NASHVILLE, Tenn. (WTVF) — You might have heard. There's a bit of debate about the new Cracker Barrel logo. Well, this story isn't about that. However, it did make me wonder. Since people are talking about the design we've seen so long, what's the story with that one? Luckily, I knew just the person to call to talk about it.
"He was a natural artist," said Beverly Holley, speaking from her home in Florida. "When he was a little boy and his mom couldn't find him on a rainy day, he'd be under the bed drawing."
Beverly and Bill Holley were married nearly sixty years until Bill's death in 2021.
Bill grew up on farms including one in Petersburg, Tennessee. That gave him his work ethic. He was always fascinated with the sort of iconography you'd find around a community and on store shelves.He especially liked the picture of the girl with a slice of bread on a Sunbeam package.
Around 1959, Bill moved to Nashville, attending Harris School of Advertising Art.
"He looked like a young Robert Redford!" Beverly laughed. "I thought, 'oh, I gotta get noticed!'"
Beverly's father is Billy Byrd, an Opry stage and studio musician who performed with Ernest Tubb. Like her father, Beverly's husband excelled at his art and was about to make a big impact.
"He worked for Buntin Advertising for 59 years," Beverly said.
Bill's work was everywhere you drove.
Beverly listed companies he did work for including O'Charley's, Dollar General, Captain D's, Shoney's, Red Lobster, and Lowe's.
In the 70s, Bill went to work on the famous Cracker Barrel logo.
"The man who was sitting there with the cracker barrel was actually Uncle Herschel," Beverly said, referring to the uncle of the restaurant's founder. "When you went into the Cracker Barrel, you could get on the menu Uncle Herschel's breakfast."
Growing up on farms had given Bill the right perspective for the job.
"The bigger part of it is shaped like a bean," Beverly continued, referring to Bill's Cracker Barrel design.
She said the design was originally a sketch on a napkin.
"What happened to that napkin?" I asked Beverly.

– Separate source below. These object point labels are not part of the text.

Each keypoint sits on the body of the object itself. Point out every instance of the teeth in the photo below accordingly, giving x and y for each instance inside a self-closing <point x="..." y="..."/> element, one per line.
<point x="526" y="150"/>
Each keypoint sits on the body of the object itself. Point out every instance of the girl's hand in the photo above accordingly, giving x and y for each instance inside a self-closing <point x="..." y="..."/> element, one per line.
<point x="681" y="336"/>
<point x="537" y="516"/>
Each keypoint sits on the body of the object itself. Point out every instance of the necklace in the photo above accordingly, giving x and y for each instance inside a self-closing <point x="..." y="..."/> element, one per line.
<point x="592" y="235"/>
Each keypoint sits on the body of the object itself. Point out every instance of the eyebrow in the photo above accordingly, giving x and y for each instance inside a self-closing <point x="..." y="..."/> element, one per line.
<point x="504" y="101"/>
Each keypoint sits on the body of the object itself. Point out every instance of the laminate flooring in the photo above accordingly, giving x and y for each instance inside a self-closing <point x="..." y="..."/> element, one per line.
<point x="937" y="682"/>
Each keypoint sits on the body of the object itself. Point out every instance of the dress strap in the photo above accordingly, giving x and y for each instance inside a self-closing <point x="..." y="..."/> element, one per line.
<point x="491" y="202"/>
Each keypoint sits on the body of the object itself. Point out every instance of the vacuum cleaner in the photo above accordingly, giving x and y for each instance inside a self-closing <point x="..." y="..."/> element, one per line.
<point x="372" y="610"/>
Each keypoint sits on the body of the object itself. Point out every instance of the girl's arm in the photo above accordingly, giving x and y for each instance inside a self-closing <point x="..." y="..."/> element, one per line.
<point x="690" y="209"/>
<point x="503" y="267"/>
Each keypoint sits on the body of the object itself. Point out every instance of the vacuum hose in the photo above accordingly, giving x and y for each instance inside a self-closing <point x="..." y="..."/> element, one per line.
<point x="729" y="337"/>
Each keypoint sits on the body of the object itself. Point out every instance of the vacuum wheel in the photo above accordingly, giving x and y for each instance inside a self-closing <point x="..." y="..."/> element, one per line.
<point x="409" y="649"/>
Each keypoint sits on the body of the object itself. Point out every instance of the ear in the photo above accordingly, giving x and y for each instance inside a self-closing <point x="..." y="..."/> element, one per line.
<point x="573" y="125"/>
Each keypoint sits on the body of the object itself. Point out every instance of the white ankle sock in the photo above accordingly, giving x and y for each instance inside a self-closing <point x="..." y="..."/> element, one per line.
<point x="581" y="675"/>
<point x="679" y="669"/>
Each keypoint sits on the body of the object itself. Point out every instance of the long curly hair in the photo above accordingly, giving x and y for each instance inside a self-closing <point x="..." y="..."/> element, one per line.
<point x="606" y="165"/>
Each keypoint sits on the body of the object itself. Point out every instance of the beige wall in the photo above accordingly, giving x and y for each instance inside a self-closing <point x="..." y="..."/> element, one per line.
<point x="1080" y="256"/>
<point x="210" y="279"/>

"I kept it for the longest time!" she laughed. "I just thought, 'oh, I guess we don't need this anymore.' It'd probably be worth a lot today!"
Beverly said it was always so fun to travel with their daughters and see the Cracker Barrel signs.
"The girls would say, 'hey, mom! There's dad's logo!" she remembered.
I asked Beverly. Was Bill aware he was helping shape Americana?
"I think he was, but he wouldn't boast," she answered.
Though we weren't talking about the debate over the sign, Beverly said it is a nice compliment that people love her husband's work.
Jillian Wyatt of The Buntin Group said in a statement;
"Nashville-based advertising agency BUNTIN, who had no involvement in the current Cracker Barrel rebrand, is where the designer of the original Cracker Barrel logo spent almost 50 years of his career. Having passed in 2021, his name was Bill Holley, and BUNTIN, in partnership with the American Advertising Federation, maintains a design scholarship in his honor each year. As BUNTIN knows Bill Holley would have wanted, they wish Cracker Barrel nothing but the best."